As far as he’s concerned, the new team is succeeding in its goals of improving the company’s operations, Wallace said Dec. 10 at the quarterly luncheon of JAXUSA Partnership.

“I don’t think it would be overstating it to say we have managed to fundamentally transform the company,” he said at the event at the Hyatt Regency Jacksonville Riverfront.

More than 450 people attended the event. JAXUSA Partnership is the economic development division of JAX Chamber.

Wallace, CSX’s executive vice president of sales and marketing, moved to Jacksonville to join the company shortly after the late Hunter Harrison became CEO in March 2017.

“It was March 2017 that CSX embarked on the transformational process,” he said.

CSX has cut about 5,000 jobs in its operations throughout the Eastern U.S. over the past three years, but not because of “ruthless cost-cutting and downsizing,” Wallace said.

“One my main goals today is to debunk that,” he said.

Ray Driver, 2019 JAXUSA Partnership chair; Giselle Carson, Marks Gray; Nigel Cockroft, JinkoSolar; and Nelson Bradshaw, BBVA. Carson and Cockroft were presented international business awards.
Ray Driver, 2019 JAXUSA Partnership chair; Giselle Carson, Marks Gray; Nigel Cockroft, JinkoSolar; and Nelson Bradshaw, BBVA. Carson and Cockroft were presented international business awards.

Increasing efficiency on the railroad will help grow revenue by bringing back freight customers who are using trucks to transport their goods. 

Wallace said railroads only have about 8% of a $980 billion annual transportation market in North America.

“Truckers have been eating railroaders’ lunch for decades,” he said.

“Enter the scheduled railroading operating model.”

Scheduled railroading is an efficiency initiative being implemented by other major North American railroads after the recent success of CSX.
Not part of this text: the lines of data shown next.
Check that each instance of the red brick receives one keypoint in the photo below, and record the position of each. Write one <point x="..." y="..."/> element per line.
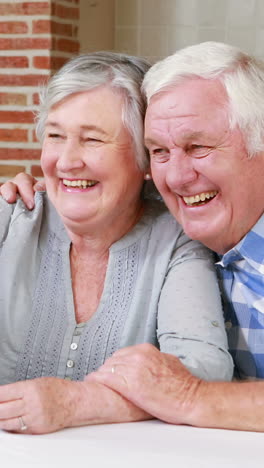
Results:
<point x="18" y="153"/>
<point x="22" y="80"/>
<point x="47" y="27"/>
<point x="13" y="27"/>
<point x="64" y="29"/>
<point x="34" y="137"/>
<point x="23" y="43"/>
<point x="16" y="134"/>
<point x="9" y="170"/>
<point x="36" y="99"/>
<point x="42" y="62"/>
<point x="64" y="12"/>
<point x="66" y="45"/>
<point x="41" y="26"/>
<point x="16" y="117"/>
<point x="36" y="171"/>
<point x="25" y="8"/>
<point x="11" y="99"/>
<point x="14" y="62"/>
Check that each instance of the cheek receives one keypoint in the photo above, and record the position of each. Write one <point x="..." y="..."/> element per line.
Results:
<point x="48" y="162"/>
CSX has reduced its operating ratio (operating expenses divided by revenue) below 60%, about 10 percentage points lower than it was three years ago. Analysts consider that a key metric of a railroad company’s efficiency.

While operating costs have declined, Wallace said CSX is benefiting from its efficiency by providing better customer service.

“For many years, North American railroads have not been providing a very good product to their customers,” he said.

CSX’s share of the transportation market is a little more than 1%, Wallace said, but even a half-point increase in market share with better service would mean big revenue gains.

“It represents billions and billions of dollars of market share opportunities,” he said.

While many in the industry refer to the initiative as precision scheduled railroading, or PSR, CSX has been avoiding that term and calling it “scheduled railroading.” Wallace used only that term in his talk Dec. 10.

“I’ve been working under that model since 1998,” the railroad industry veteran said after the meeting.

“Everybody in the industry is now calling itself a PSR railroad,” he said. “I think it represents something different for every railroad.”

When the new management team came on board in 2017, longtime CSX Chief Executive Michael Ward left the company. While current CSX executives don’t often talk about Ward’s tenure, Wallace gave credit to Ward for encouraging CSX employees to become involved in Jacksonville community causes.

“A tip of the hat to Mr. Ward,” he said. “We are committed to keeping up the good work he championed.”

While the new management team largely came from outside of Jacksonville, Wallace said after the meeting the city does “absolutely not” have to worry about the Fortune 500 company moving its headquarters.

“Had we not done what we have done at CSX, the headquarters might be in Omaha,” he said.

He said CSX’s low stock price before the new team came in made the company vulnerable to a takeover by a company like Omaha, Nebraska-based Berkshire Hathaway Inc., which acquired Burlington Northern Santa Fe Corp. in 2009.

“I think we’re the acquirers now” if there are big mergers in the railroad industry, Wallace said, adding he expects CSX’s office to remain in Downtown Jacksonville.

“500 Water St. is going to be CSX’s headquarters for as long as I’m here.”